Antoine

En 1965, les beatnicks sont à la mode. Dylan est leur chantre. Pye a lancé avec succès Donovan. En France, l'Agenois Christian Fechner, ancien illusioniste devenu directeur artistique, tente une opéaration similaire avec Antoine, fils d'ingénieur (Antoine est né dans un lieu très exotique, à Tamatave, Madagascar, où son père travaillait aux Travaux Publics de ce qui s'appelait alors la France d'Outre Mer) et étudiant à Centrale. Il fait appel aux Problèmes pour l'accompagner. Cheveux longs, Levi's rapiécé, parka de surplus, guitare sèche, harmonica... rien ne manque à la panoplie.

Après La Guerre, en décembre 1965, au ton relativement convenu, il abandonne l'uniforme pour des tenues colorées (la fameuse chemise à fleurs) et joue de son insolence pour se forger un public. Il triomphe, en janvier 1966,avec Les Elucubrations d'Antoine qui raille Johnny Hallyay et l'accordéoniste de bal musette Yvette Horner, déclenchant moul pomémiques. Hallyday lui répond avec Cheveux longs idées courtes. Ronnie Bird arbitre : La chanson a du bon lorsqu'on pense au fric.

Accompagné par les Problèmes, Antoine publie son premier album, Antoine, excellent équivalent du rock garage qui sévit alors dans des caves obscures aux quatre coins des Etats Unis.

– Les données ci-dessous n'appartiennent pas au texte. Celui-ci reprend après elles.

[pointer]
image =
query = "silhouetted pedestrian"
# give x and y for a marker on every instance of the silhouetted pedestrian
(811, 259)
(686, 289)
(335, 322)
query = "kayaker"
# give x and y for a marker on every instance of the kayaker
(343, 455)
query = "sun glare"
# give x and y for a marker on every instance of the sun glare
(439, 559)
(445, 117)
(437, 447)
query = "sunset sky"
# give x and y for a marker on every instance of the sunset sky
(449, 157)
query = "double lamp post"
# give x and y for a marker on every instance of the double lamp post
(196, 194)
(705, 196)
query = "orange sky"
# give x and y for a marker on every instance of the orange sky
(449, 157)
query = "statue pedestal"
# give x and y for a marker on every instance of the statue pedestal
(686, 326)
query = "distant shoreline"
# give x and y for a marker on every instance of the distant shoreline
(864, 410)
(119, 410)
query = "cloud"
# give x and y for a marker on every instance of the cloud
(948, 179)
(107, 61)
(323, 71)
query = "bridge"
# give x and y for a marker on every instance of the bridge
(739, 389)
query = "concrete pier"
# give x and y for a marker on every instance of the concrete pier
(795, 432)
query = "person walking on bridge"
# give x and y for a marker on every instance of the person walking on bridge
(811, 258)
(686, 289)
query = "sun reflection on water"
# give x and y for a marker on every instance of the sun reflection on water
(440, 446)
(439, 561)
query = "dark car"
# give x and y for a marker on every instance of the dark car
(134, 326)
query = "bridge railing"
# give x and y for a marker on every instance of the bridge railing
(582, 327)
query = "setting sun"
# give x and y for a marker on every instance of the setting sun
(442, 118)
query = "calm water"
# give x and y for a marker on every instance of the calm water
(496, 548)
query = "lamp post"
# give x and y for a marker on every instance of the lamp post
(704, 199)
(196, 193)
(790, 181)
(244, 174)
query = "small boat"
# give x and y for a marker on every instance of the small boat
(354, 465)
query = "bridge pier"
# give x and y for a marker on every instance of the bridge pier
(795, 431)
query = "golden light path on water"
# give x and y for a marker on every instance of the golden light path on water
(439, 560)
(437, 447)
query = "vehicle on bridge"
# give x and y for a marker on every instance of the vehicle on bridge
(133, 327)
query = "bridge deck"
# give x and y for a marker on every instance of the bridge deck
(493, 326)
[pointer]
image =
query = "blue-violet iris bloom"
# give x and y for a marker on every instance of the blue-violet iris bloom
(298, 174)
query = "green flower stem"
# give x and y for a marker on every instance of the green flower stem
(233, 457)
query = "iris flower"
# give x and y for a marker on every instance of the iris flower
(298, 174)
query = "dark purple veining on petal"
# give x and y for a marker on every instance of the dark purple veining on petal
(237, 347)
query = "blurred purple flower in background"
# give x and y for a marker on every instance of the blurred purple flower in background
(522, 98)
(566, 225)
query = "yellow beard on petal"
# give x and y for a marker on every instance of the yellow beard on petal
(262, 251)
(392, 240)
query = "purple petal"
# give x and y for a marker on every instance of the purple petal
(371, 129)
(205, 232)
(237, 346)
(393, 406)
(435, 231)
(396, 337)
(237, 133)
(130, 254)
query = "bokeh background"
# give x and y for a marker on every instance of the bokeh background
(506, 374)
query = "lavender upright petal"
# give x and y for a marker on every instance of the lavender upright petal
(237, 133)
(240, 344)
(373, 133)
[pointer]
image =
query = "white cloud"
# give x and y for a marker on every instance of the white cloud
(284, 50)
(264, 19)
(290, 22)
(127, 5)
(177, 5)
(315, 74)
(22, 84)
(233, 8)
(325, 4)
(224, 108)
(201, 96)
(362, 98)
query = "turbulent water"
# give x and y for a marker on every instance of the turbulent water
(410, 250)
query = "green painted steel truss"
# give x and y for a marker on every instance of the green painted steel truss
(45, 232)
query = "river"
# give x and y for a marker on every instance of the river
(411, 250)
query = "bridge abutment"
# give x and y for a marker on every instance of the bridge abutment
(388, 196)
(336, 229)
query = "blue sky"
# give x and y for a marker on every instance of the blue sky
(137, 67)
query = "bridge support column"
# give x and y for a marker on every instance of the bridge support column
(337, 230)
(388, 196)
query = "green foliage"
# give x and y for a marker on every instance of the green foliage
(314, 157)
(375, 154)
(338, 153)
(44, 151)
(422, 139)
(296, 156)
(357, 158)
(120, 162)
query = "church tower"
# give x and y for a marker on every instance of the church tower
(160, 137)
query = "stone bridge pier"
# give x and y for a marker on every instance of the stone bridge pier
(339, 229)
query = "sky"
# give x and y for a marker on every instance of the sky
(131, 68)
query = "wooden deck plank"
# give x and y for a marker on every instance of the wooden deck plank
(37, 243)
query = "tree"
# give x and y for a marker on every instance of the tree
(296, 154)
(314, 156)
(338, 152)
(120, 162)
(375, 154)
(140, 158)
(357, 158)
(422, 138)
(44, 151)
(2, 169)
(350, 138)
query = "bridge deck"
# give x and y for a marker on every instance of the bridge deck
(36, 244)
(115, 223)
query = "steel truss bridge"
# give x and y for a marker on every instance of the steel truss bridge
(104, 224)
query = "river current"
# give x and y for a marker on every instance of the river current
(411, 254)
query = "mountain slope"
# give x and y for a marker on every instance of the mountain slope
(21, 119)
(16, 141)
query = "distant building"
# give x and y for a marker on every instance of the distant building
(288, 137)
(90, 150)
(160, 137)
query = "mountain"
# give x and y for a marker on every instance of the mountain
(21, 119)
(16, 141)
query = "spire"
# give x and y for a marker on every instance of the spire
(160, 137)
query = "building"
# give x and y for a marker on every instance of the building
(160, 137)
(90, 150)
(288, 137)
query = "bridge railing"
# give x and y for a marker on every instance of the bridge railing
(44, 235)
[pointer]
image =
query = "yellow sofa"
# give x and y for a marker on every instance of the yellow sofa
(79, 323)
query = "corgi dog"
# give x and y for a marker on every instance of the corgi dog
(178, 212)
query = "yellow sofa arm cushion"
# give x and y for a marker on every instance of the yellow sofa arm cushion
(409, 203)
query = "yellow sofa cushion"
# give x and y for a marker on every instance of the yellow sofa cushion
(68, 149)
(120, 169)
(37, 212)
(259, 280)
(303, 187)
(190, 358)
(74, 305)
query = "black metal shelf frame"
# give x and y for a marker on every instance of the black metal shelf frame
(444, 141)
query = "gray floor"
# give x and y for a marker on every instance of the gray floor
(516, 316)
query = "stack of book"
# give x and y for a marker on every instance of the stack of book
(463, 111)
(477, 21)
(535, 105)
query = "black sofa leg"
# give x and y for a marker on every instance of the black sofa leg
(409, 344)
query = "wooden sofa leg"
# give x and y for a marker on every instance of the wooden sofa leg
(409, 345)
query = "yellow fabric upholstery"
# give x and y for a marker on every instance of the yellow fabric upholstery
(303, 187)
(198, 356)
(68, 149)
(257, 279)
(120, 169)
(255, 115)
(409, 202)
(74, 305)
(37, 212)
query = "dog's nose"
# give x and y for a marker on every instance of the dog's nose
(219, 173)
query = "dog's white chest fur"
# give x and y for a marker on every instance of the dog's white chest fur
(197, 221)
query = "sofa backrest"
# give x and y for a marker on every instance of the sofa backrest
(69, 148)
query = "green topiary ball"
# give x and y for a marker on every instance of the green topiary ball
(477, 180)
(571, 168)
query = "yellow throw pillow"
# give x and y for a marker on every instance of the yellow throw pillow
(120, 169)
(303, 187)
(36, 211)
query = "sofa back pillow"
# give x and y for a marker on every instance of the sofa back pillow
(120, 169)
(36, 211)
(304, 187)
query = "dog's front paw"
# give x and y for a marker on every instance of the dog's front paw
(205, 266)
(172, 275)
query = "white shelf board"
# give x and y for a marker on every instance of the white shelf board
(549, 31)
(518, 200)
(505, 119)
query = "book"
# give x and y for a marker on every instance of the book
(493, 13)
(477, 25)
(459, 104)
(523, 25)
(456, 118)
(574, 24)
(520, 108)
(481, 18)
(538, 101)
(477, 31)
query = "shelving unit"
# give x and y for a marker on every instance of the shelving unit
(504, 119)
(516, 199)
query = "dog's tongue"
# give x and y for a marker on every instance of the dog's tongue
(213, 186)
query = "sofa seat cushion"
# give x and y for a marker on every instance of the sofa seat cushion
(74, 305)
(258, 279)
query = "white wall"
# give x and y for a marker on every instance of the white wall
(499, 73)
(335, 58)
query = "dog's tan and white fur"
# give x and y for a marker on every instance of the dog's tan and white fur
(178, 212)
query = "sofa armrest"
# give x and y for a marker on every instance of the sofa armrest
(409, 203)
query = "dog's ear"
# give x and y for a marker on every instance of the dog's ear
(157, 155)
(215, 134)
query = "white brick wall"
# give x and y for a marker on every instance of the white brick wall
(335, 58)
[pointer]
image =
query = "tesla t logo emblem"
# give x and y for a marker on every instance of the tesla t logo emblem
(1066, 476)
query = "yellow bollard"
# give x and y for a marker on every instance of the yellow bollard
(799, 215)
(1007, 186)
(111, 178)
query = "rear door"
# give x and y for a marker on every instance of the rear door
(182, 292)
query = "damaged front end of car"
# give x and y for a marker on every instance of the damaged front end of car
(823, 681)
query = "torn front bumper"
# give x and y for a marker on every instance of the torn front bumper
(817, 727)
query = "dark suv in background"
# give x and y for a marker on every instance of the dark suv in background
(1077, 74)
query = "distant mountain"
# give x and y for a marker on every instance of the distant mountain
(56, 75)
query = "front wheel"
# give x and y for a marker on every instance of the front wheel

Il part en tournée, en février 1966, avec Chuck Berry, Ronnie Bird, Memphis Slim et Pussy Cat. Retrouvant les Problèmes, il réalise un autre périple en compagnie des Brummels, Cédric & Cléo, Bernard Laféraud et les sharks. Le chanteur et ses musiciens, habillés par Courrèges, remplissent l'Olympia, en mai 1966, partageant l'affiche avec Karine, Ferré Grignard, les Peels et Silkie. Le message d'Antoine est clair : Je dis ce que je pense et je vis comme je veux, titre inclus dans le 33 tours Antoine rencontre les Problèmes.

Antoine

Je reprends la route...

1966                              CD

1967                                CD

Influencé par le psychédélisme, mais toujours moqueur, il concocte Un éléphant me regarde. Enregistrant en différentes langues, Antoine connaît un certain succès à l'étranger, notamment en Italie, où il décroche un tube grâce à Pietre. Il participe au festival de San Remo (1967, 68 et 69). Après Votez pour moi (septembre 1966), il est victime d'une dépression nerveuse et se sépare de Fechner. Les fans sont surpris de le retrouver en février 1967, en costume, les cheveux plus courts et arborant moustache sur la pochette de son deuxième album, Je reprends la route demain. L'évolution musicale est évidente à l'écoute de Je l'appelle Cannelle, Juste quelques flocons qui tombent ou de la reprise de Chanson pour l'Auvergnat.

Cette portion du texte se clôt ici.